Notes from Meeting Are there other sources of MetaData? –Are there other archiving (e.g. NARA) or LTDR standards (e.g. LOTAR)? –If you treat HDF as a “database” what is needed? –What about internal company meta-data? –What about Web-based standards (e.g. Dublin Core)? –Should we just include a generic meta-data “name-value pair” capability? –What about non-STEP data in the same file that the STEP data references (e.g. jpegs)? Where multiple mappings are still being tested, it is OK to include more than one in the specification. –The specification is currently a guide for prototype testers, not a draft standard. What are the highest priority requirements? “Performance”, but performance and efficiency of exactly what?

Notes from Meeting (2) We may need to add some HDF attributes to the Groups and Datasets when they are written to help readers (e.g. number of instances of an entity type that were written) –C Tables API uses this approach so we should look at that to see if we can learn anything for our use. We need to have more discussion about whether to allow or require writing inverse attribute values into the file, nothing is done there now. –For “read-only files” inverses could be a nice optimization. –Would we need to allow this to be configured? If so, how? –What about the “unnamed inverse” that EXPRESS says exists?

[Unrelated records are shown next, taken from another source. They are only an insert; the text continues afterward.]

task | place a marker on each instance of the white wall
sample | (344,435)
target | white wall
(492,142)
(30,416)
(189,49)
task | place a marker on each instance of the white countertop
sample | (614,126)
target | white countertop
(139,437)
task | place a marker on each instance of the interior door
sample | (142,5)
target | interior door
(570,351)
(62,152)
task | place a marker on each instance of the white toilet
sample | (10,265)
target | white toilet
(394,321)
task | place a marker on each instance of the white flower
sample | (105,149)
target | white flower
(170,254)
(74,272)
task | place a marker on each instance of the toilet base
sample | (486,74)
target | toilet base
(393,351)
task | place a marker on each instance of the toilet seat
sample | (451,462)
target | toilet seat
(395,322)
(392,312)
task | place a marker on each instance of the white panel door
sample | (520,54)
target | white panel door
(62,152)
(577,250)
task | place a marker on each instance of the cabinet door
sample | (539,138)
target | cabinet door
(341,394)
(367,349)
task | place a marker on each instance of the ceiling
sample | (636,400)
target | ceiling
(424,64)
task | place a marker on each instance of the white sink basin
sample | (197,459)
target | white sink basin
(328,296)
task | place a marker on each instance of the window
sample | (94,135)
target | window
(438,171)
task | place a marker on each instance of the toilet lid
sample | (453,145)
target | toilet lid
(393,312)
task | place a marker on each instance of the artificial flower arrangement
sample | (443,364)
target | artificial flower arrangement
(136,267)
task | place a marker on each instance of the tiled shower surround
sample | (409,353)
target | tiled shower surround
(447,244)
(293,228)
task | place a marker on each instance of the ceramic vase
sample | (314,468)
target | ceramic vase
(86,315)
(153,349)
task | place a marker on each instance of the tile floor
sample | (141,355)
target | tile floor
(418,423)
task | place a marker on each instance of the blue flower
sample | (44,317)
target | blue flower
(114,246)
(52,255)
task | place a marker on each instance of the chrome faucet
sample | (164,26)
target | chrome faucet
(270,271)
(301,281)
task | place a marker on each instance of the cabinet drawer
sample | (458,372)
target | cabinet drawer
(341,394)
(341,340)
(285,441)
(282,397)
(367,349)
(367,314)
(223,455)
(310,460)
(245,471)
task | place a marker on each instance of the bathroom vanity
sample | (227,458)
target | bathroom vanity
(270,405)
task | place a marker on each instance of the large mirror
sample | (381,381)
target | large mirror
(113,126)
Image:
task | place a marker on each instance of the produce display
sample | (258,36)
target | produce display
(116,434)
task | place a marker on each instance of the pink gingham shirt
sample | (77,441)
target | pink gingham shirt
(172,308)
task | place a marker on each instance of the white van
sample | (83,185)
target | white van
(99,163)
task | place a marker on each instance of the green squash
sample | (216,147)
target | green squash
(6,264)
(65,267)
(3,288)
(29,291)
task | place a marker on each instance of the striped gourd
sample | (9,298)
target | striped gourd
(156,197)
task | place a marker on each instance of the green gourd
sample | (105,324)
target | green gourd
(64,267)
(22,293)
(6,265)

Action Items HPdK – Find out how to implement the object id using the HDF 5 API DP – Find thread on entity instance identifiers from a year ago, it might be useful for the new proposal AF – Write text to describe the multi-dataset approach to Aggregate Instances, to DP who will add to spec V0.4 DP – Read “fixme” from meeting and fix them. HPdK – Put example HDF5 files on the Web somewhere for others to view. Mapping document too. ML – Look at what Vivace stuff can be published publicly. ML – Look at What can be published to the Vivace Forum 2 (unfortunately, these are same dates as Hershey).